We identified SNP markers common to all artemisinin-resistant founder populations by performing a genome-wide analysis of the FST value between each artemisinin-resistant founder population and the artemisinin-sensitive core population in the same country and then combining the results across all founder populations (Supplementary Table 9). This analysis showed that fd-D193Y was the SNP most strongly associated with resistant founder populations and that other strong associations included crt-I356T, crt-N326S, arps10-V127M and mdr2-T484I (Supplementary Table 9). These findings coincide closely with the top signals of association in the GWAS (Table 2), with the notable exception of kelch13 variants. We repeated this analysis to screen for genes containing multiple SNPs where each was a marker for a specific founder population (Online Methods). The kelch13 locus ranked at the top, having five SNPs with close to 100% frequency in specific resistant founder populations and close to 0% frequency in the artemisinin-sensitive core population (Supplementary Fig. 6, and Supplementary Tables 10 and 11). All seven founder populations were associated with a mutant kelch13 allele: three carried the common k13-C580Y variant, and the remaining four had the k13-R539T, k13-Y493H, k13-I542T and k13-P553L variants (encoding p.Arg539Thr, p.Tyr493His, p.Ile542Thr and p.Pro553Leu substitutions, respectively).
In summary, each artemisinin-resistant founder population was strongly associated with a specific kelch13 resistance allele. In addition, most founder populations in Cambodia and Vietnam shared the same alleles at fd, crt, mdr2, aprs10 and other loci identified by conventional GWAS analysis (Table 3). By analogy with cancer genetics, these findings suggest a model in which kelch13 mutations act as driver mutations for the emergence of the artemisinin-resistant parasite strains that have recently undergone population expansion in Cambodia and Vietnam. Independent kelch13 mutations often but not invariably arise in combination with specific alleles at other positions in the genome, which we refer to here as ‘background’ alleles.
To understand how artemisinin resistance is spreading across Southeast Asia, we constructed a map of kelch13 resistance allele frequencies across all 15 sampling locations (Fig. 2 and Supplementary Table 12). The overall picture is suggestive of diffusion from a central hotspot of high-frequency resistance in the area of western Cambodia, with intermediate-frequency resistance in Vietnam, Thailand and Myanmar and very low-frequency resistance in Laos and Bangladesh. However, there are areas of sharp discontinuity in the frequency of kelch1 3 resistance alleles, for example, at the junction between Cambodia, Thailand and Laos, raising the possibility that the spread of resistance is compartmentalized.

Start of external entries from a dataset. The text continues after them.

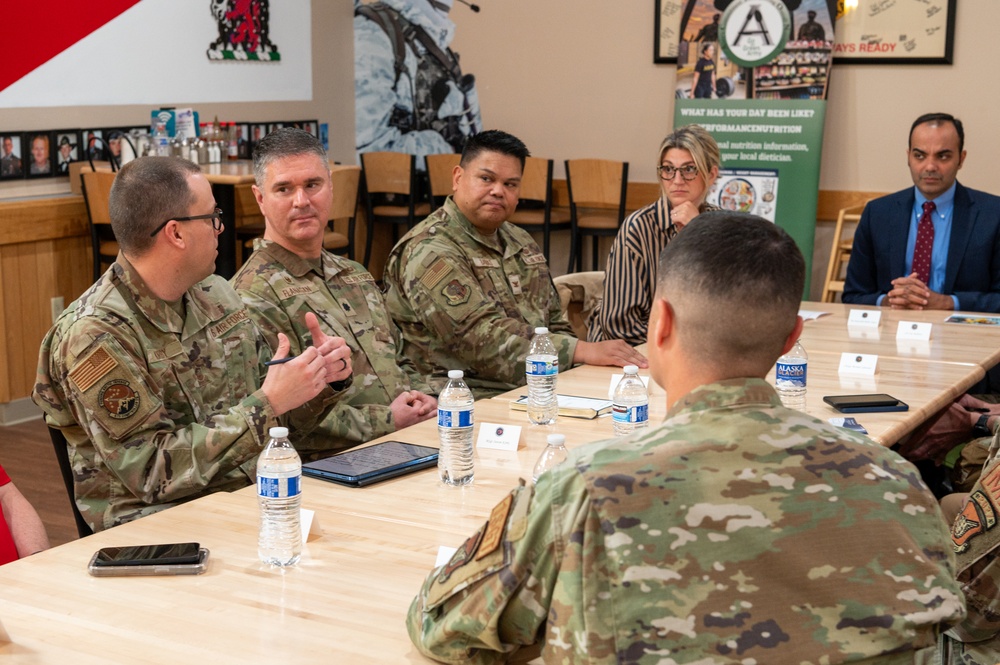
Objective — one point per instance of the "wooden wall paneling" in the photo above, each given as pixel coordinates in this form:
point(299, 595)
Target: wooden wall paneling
point(5, 394)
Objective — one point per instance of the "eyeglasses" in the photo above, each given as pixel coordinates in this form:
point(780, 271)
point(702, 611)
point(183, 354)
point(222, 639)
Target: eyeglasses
point(689, 172)
point(216, 218)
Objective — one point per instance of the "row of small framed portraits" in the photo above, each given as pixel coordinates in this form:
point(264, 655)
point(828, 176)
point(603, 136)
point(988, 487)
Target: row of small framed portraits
point(48, 153)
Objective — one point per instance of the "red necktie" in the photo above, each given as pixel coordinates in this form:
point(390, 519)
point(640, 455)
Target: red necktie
point(924, 245)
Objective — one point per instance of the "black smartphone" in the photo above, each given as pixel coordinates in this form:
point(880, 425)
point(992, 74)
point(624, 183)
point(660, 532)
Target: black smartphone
point(148, 555)
point(865, 403)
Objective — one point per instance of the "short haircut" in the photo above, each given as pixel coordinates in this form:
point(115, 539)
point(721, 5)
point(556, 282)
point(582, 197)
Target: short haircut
point(696, 140)
point(734, 282)
point(494, 140)
point(281, 143)
point(147, 192)
point(937, 119)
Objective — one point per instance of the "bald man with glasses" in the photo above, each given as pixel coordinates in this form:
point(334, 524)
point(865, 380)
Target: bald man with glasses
point(156, 375)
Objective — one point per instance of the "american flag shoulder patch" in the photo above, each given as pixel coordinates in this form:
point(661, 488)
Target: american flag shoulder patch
point(90, 370)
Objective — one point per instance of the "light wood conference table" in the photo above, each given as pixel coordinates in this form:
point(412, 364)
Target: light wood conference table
point(347, 600)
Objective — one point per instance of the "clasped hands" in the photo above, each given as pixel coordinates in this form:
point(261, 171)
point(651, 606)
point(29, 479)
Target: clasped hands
point(911, 293)
point(292, 384)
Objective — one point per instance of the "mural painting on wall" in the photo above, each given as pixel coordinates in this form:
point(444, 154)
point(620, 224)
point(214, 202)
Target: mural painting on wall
point(410, 93)
point(243, 31)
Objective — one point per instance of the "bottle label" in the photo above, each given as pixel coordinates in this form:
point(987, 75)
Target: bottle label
point(791, 374)
point(455, 418)
point(627, 414)
point(278, 488)
point(542, 367)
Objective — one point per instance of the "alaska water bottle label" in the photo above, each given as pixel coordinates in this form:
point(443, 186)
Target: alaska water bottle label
point(278, 488)
point(542, 367)
point(626, 414)
point(454, 417)
point(791, 373)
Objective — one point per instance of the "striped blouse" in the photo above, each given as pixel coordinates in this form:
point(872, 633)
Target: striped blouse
point(630, 276)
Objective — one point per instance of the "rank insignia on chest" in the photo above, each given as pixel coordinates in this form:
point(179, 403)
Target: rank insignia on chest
point(456, 292)
point(515, 284)
point(118, 399)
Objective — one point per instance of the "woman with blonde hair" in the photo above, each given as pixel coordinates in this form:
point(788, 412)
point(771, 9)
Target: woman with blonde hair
point(688, 166)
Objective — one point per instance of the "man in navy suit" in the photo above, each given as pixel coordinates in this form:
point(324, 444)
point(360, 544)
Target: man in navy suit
point(964, 262)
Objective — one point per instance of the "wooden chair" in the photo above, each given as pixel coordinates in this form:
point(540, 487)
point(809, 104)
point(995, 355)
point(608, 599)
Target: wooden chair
point(535, 213)
point(96, 191)
point(840, 253)
point(579, 295)
point(346, 181)
point(439, 175)
point(62, 456)
point(390, 193)
point(597, 189)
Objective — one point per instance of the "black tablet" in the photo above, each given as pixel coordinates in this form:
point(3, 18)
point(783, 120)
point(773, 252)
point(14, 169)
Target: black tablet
point(372, 464)
point(865, 403)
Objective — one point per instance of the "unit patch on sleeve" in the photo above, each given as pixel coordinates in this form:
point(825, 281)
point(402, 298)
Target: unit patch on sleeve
point(495, 527)
point(435, 274)
point(456, 293)
point(118, 399)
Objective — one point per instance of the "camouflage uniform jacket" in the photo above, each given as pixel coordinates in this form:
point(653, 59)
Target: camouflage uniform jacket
point(464, 300)
point(976, 537)
point(738, 531)
point(156, 410)
point(279, 287)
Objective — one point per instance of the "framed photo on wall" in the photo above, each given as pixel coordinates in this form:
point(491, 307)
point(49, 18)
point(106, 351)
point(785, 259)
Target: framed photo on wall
point(92, 144)
point(886, 32)
point(40, 154)
point(666, 35)
point(900, 33)
point(11, 156)
point(67, 142)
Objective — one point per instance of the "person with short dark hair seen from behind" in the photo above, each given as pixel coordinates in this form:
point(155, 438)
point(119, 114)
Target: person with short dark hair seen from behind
point(737, 531)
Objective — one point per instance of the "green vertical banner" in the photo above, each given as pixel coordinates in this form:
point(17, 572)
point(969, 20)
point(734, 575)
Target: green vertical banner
point(759, 85)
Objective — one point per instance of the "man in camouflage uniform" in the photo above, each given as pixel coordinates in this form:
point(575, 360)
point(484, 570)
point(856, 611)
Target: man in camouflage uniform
point(154, 374)
point(290, 274)
point(467, 288)
point(976, 538)
point(738, 531)
point(410, 93)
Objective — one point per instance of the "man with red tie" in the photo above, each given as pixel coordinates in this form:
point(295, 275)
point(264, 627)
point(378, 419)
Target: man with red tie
point(936, 246)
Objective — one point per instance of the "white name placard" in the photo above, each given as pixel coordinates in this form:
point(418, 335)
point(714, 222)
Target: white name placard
point(863, 332)
point(498, 436)
point(864, 317)
point(615, 378)
point(859, 364)
point(914, 330)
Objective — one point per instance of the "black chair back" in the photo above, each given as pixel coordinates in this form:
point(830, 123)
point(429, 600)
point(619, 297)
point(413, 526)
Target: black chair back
point(62, 455)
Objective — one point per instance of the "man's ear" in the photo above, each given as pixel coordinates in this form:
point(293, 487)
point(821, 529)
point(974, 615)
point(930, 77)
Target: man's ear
point(661, 323)
point(793, 336)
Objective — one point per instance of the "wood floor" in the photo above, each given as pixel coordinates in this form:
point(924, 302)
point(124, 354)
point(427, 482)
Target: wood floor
point(27, 456)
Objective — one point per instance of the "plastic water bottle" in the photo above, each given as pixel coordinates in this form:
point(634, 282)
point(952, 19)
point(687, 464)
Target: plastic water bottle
point(455, 420)
point(630, 406)
point(790, 377)
point(553, 455)
point(279, 484)
point(541, 369)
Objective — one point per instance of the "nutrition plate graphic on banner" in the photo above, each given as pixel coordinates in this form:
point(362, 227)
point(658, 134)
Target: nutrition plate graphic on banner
point(746, 190)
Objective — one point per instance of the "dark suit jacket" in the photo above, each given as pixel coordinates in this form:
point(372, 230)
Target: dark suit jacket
point(972, 273)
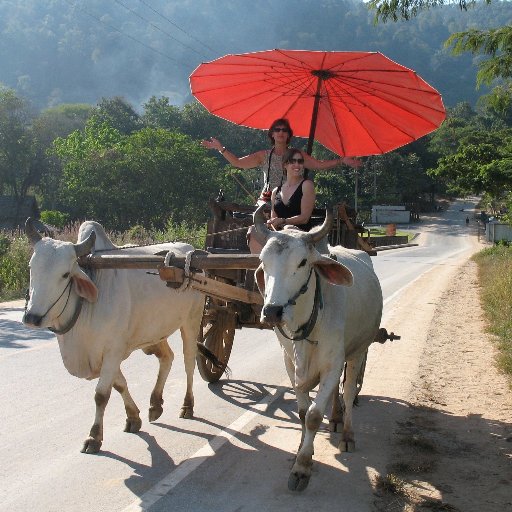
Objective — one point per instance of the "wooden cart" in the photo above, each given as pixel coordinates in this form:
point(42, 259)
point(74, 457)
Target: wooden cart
point(226, 235)
point(224, 272)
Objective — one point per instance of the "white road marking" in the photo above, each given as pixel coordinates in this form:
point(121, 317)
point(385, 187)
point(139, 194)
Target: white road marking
point(170, 481)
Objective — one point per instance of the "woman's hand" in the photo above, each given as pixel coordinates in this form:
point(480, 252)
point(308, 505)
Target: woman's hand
point(212, 143)
point(276, 223)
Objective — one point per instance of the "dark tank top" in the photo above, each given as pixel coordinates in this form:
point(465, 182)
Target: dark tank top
point(292, 208)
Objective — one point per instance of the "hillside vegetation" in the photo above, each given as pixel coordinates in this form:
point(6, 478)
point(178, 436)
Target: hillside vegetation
point(58, 51)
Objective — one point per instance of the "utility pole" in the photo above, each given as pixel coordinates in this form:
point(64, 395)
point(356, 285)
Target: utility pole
point(356, 175)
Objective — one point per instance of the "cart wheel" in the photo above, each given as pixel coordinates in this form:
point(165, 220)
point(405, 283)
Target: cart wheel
point(217, 334)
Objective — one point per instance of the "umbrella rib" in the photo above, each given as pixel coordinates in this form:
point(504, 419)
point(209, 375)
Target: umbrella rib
point(389, 100)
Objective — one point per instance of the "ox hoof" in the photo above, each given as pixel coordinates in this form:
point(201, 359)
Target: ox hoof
point(298, 481)
point(335, 426)
point(347, 446)
point(187, 412)
point(91, 446)
point(155, 412)
point(133, 425)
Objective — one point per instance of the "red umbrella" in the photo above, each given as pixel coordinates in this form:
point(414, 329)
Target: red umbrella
point(354, 103)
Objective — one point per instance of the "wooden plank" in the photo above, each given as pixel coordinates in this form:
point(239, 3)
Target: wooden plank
point(211, 286)
point(198, 261)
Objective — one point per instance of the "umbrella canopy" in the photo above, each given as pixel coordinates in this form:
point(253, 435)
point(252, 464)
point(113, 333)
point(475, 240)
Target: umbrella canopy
point(353, 103)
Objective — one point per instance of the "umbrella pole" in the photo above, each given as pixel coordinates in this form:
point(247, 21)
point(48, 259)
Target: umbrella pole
point(312, 127)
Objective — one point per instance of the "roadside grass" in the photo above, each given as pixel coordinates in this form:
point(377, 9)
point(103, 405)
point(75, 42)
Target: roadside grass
point(15, 249)
point(495, 277)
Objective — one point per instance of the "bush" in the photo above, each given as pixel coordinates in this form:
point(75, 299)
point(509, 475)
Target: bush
point(54, 218)
point(182, 232)
point(496, 282)
point(14, 271)
point(15, 250)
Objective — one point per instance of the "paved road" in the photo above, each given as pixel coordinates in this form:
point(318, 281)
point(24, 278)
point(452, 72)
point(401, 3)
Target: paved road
point(235, 455)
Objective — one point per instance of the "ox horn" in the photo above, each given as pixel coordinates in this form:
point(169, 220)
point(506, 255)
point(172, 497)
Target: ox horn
point(31, 232)
point(261, 232)
point(85, 247)
point(316, 234)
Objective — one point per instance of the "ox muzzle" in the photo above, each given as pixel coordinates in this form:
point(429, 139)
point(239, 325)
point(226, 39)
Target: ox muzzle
point(272, 314)
point(31, 320)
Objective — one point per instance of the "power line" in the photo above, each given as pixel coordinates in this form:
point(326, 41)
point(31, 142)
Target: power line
point(158, 28)
point(99, 20)
point(178, 27)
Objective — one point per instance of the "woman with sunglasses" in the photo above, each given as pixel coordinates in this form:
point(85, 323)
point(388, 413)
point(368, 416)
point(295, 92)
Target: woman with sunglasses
point(270, 161)
point(292, 201)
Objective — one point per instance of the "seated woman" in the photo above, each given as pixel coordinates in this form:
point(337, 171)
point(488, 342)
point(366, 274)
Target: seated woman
point(293, 201)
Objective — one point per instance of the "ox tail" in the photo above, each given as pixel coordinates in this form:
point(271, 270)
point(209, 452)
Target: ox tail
point(208, 354)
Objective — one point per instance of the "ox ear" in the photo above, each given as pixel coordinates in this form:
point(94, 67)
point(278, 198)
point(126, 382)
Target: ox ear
point(334, 272)
point(259, 276)
point(83, 285)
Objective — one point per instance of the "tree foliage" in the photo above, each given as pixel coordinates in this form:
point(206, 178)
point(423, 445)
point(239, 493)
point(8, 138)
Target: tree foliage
point(21, 161)
point(142, 178)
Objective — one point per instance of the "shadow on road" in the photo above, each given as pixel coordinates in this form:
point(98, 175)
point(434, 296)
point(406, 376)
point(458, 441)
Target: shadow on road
point(256, 462)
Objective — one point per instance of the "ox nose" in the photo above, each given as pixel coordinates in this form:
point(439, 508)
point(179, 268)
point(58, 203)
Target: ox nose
point(273, 314)
point(31, 319)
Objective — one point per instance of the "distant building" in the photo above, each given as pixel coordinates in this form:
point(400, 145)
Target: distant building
point(384, 214)
point(13, 213)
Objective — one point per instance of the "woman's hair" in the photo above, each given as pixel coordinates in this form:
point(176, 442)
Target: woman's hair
point(280, 122)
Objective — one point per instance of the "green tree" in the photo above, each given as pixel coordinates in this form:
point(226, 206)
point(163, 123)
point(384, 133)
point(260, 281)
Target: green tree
point(143, 178)
point(21, 160)
point(480, 164)
point(495, 44)
point(50, 124)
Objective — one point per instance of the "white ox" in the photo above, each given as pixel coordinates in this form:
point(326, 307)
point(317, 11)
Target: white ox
point(123, 310)
point(326, 313)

To investigate how the geographical distribution of resistance alleles relates to the genetic structure of the parasite population, we constructed a neighbor-joining tree grouping samples according to genome-wide genetic similarity (Fig. 3a). The tree showed three major compartments of population structure, corresponding to the western (WSEA) and eastern (ESEA) parts of Southeast Asia and to Bangladesh (BD). WSEA comprised Myanmar and western Thailand, and ESEA comprised Cambodia, Vietnam, Laos and eastern Thailand; these two major compartments of parasite population structure were separated by a malaria-free corridor running through the center of Thailand (Fig. 3b). In ESEA, there was considerable variation in the frequency of kelch13 resistance alleles, with an area of high resistance comprising three locations in western Cambodia and eastern Thailand and an area of low resistance comprising three sites in Laos and northeastern Cambodia. Between the high-resistance and low-resistance areas were two locations in northern Cambodia and southern Vietnam with intermediate levels of resistance. Parasites from the high-resistance and low-resistance areas clearly separated in the neighbor-joining tree (Fig. 3a), whereas parasites from the intermediate-resistance area fell into two groups, one aligned with high resistance and the other with low resistance.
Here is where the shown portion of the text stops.